Freesia is a genus of herbaceous perennial flowering vegetation in the family Iridaceae, first described as a genus in 1866 by Chr. Fr. Echlon (1795-1868) and called after German botanist and doctor Friedrich Freese (1794-1878). It really is native to the eastern aspect of southern Africa, from Kenya south to South Africa, most varieties being within Cape Provinces. Species of the ex - genus Anomatheca are now contained in Freesia. The plant life often called "freesias", with fragrant funnel-shaped blossoms, are cultivated hybrids of a number of Freesia varieties. Some other types are also harvested as ornamental plants.

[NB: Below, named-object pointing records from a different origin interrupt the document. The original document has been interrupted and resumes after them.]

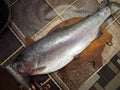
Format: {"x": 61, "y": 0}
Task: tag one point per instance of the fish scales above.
{"x": 57, "y": 49}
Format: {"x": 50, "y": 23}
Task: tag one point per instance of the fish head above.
{"x": 114, "y": 7}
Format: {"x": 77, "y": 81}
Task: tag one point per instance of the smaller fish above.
{"x": 59, "y": 48}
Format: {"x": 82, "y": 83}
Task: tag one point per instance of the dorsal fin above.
{"x": 104, "y": 3}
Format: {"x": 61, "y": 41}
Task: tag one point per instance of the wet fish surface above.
{"x": 58, "y": 48}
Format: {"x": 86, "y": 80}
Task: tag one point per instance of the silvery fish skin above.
{"x": 59, "y": 48}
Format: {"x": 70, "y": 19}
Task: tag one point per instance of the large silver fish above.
{"x": 60, "y": 47}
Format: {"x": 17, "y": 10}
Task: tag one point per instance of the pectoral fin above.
{"x": 38, "y": 70}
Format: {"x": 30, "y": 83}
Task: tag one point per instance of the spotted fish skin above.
{"x": 57, "y": 49}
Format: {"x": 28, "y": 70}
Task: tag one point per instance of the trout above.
{"x": 58, "y": 48}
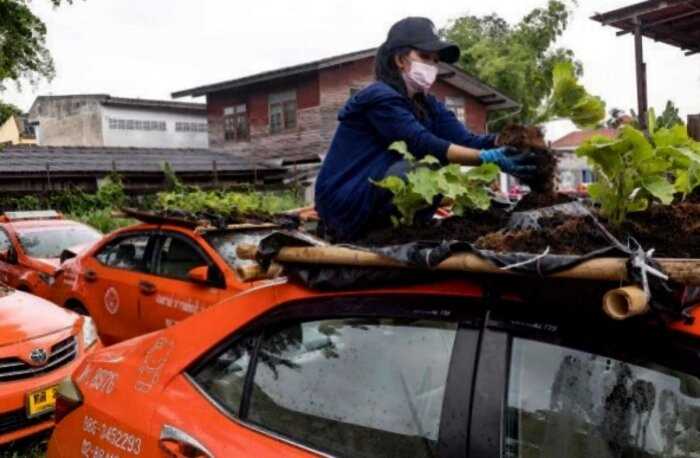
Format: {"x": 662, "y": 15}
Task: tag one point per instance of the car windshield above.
{"x": 225, "y": 243}
{"x": 49, "y": 242}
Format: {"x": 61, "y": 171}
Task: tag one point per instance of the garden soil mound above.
{"x": 673, "y": 231}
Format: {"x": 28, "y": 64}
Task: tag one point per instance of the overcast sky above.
{"x": 150, "y": 48}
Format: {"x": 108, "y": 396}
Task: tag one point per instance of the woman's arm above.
{"x": 462, "y": 155}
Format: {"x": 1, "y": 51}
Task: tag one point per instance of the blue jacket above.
{"x": 370, "y": 121}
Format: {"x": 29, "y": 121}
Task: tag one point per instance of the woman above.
{"x": 397, "y": 107}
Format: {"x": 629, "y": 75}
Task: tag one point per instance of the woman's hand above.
{"x": 511, "y": 161}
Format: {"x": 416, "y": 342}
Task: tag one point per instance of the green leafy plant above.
{"x": 427, "y": 181}
{"x": 570, "y": 100}
{"x": 227, "y": 202}
{"x": 636, "y": 169}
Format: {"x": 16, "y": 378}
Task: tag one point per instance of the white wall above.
{"x": 169, "y": 138}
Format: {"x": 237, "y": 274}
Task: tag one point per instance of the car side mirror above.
{"x": 199, "y": 274}
{"x": 8, "y": 256}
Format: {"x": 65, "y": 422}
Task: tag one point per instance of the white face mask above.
{"x": 419, "y": 77}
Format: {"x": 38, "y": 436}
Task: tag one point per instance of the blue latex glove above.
{"x": 511, "y": 161}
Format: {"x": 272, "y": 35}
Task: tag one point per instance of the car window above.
{"x": 224, "y": 377}
{"x": 225, "y": 244}
{"x": 50, "y": 242}
{"x": 126, "y": 253}
{"x": 176, "y": 257}
{"x": 360, "y": 387}
{"x": 5, "y": 243}
{"x": 565, "y": 402}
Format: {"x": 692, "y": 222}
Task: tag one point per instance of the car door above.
{"x": 169, "y": 294}
{"x": 110, "y": 284}
{"x": 381, "y": 376}
{"x": 10, "y": 271}
{"x": 551, "y": 385}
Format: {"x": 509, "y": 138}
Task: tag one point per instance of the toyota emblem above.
{"x": 38, "y": 356}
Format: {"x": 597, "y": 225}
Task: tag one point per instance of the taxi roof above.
{"x": 41, "y": 223}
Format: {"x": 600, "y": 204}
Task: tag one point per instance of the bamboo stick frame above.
{"x": 684, "y": 271}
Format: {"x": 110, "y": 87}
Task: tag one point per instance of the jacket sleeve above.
{"x": 448, "y": 127}
{"x": 394, "y": 120}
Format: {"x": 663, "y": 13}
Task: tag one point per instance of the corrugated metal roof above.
{"x": 106, "y": 99}
{"x": 34, "y": 159}
{"x": 674, "y": 22}
{"x": 574, "y": 139}
{"x": 490, "y": 97}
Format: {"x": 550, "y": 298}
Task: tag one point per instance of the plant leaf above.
{"x": 660, "y": 188}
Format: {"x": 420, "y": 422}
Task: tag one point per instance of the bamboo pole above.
{"x": 685, "y": 271}
{"x": 626, "y": 302}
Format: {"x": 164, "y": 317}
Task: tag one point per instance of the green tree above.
{"x": 7, "y": 110}
{"x": 23, "y": 53}
{"x": 519, "y": 59}
{"x": 670, "y": 117}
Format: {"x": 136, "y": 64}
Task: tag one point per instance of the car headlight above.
{"x": 46, "y": 278}
{"x": 89, "y": 332}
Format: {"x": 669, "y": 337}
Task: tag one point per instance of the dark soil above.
{"x": 562, "y": 234}
{"x": 530, "y": 139}
{"x": 535, "y": 200}
{"x": 673, "y": 232}
{"x": 466, "y": 228}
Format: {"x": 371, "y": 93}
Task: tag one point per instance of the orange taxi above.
{"x": 451, "y": 369}
{"x": 31, "y": 244}
{"x": 40, "y": 344}
{"x": 151, "y": 275}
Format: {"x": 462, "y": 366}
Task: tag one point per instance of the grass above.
{"x": 31, "y": 447}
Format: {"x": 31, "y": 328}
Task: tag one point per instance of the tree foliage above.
{"x": 7, "y": 110}
{"x": 570, "y": 100}
{"x": 519, "y": 59}
{"x": 669, "y": 117}
{"x": 23, "y": 53}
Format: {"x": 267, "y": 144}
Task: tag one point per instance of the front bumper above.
{"x": 14, "y": 420}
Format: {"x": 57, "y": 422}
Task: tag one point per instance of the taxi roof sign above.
{"x": 31, "y": 215}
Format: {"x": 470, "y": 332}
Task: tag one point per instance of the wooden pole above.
{"x": 48, "y": 176}
{"x": 685, "y": 271}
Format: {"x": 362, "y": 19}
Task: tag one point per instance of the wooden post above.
{"x": 694, "y": 126}
{"x": 48, "y": 176}
{"x": 642, "y": 104}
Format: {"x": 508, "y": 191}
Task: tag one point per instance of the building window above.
{"x": 236, "y": 123}
{"x": 136, "y": 124}
{"x": 456, "y": 106}
{"x": 283, "y": 111}
{"x": 191, "y": 126}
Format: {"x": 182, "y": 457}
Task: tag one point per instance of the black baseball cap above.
{"x": 420, "y": 33}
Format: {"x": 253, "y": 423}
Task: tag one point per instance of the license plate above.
{"x": 41, "y": 401}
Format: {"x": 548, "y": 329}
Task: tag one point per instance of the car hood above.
{"x": 24, "y": 317}
{"x": 53, "y": 262}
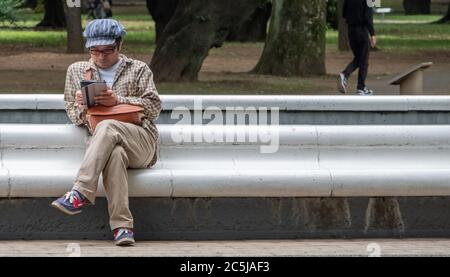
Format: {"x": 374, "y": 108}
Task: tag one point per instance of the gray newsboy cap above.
{"x": 103, "y": 32}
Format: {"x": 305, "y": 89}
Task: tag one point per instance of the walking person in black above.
{"x": 361, "y": 32}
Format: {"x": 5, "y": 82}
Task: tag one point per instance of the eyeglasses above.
{"x": 105, "y": 52}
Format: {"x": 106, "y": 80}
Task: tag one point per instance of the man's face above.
{"x": 105, "y": 56}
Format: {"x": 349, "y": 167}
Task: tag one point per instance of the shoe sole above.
{"x": 64, "y": 210}
{"x": 341, "y": 87}
{"x": 125, "y": 242}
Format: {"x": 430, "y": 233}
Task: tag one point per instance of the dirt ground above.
{"x": 22, "y": 71}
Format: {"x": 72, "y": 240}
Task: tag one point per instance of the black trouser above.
{"x": 359, "y": 42}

They are really herbaceous plant life which increase from a conical corm 1-2.5 cm diameter, which directs up a tuft of small leaves 10-30 cm long, and a sparsely branched stem 10-40 cm large bearing a few leaves and a loose one-sided spike of blossoms with six tepals. Many kinds have fragrant narrowly funnel-shaped plants, although those formerly placed in the genus Anomatheca, such as F. laxa, have chiseled flowers. Freesias are being used as food crops by the larvae of some Lepidoptera species including Large Yellowish Underwing.
CULTIVATION AND USES
The plant life usually called "freesias" are derived from crosses made in the 19th hundred years between F. refracta and F. leichtlinii. Numerous cultivars have been bred from these kinds and the red- and yellow-flowered kinds of F. corymbosa. Modern tetraploid cultivars have blooms ranging from white to yellowish, green, red and blue-mauve. They are simply mostly cultivated appropriately in holland by about 80 growers.[3] Freesias can be easily increased from seed. Due to their specific and desirable scent, they are often used in palm products, shampoos, candles, etc.[citation needed], however, the blooms are mainly used in wedding bouquets. They could be planted in the fall in USDA Hardiness Zones 9-10 (i.e. where in fact the temperature does not fall below about -7 ?C (20 ?F)), and in the spring and coil in Areas 4-8.
Freesia laxa (formerly called Lapeirousia laxa or Anomatheca cruenta) is one of the other varieties of the genus which is commonly cultivated. Smaller than the scented freesia cultivars, it has flat rather than cup-shaped bouquets. Extensive 'forcing' of the bulb occurs in Half Moon Bay in California where several growers chill the light bulbs in proprietary methods to satisfy frigid dormancy which results in creation of buds in a predicted volume of weeks - often 5 weeks at 55 ?F (13 ?C).
Herbaceous crops (in botanical use frequently simply herbal products) are crops that contain no consistent woody stem above surface. Herbaceous crops may be annuals, biennials or perennials. Annual herbaceous plants pass away completely by the end of the growing season or when they may have flowered and fruited, and they then grow again from seed. Herbaceous perennial and biennial plants may have stems that die by the end of the growing season, but parts of the plant survive under or near the bottom from season to season (for biennials, until the next growing season, when they flower and expire). New development develops from living cells left over on or under the bottom, including origins, a caudex (a thickened part of the stem at ground level) or various types of underground stems, such as lights, corms, stolons, rhizomes and tubers. Examples of herbaceous biennials include carrot, parsnip and common ragwort; herbaceous perennials include potato, peony, hosta, mint, most ferns & most grasses. By contrast, non-herbaceous perennial crops are woody plants which have stems above earth that remain alive through the dormant season and grow shoots the next year from the above-ground parts - these include trees, shrubs and vines.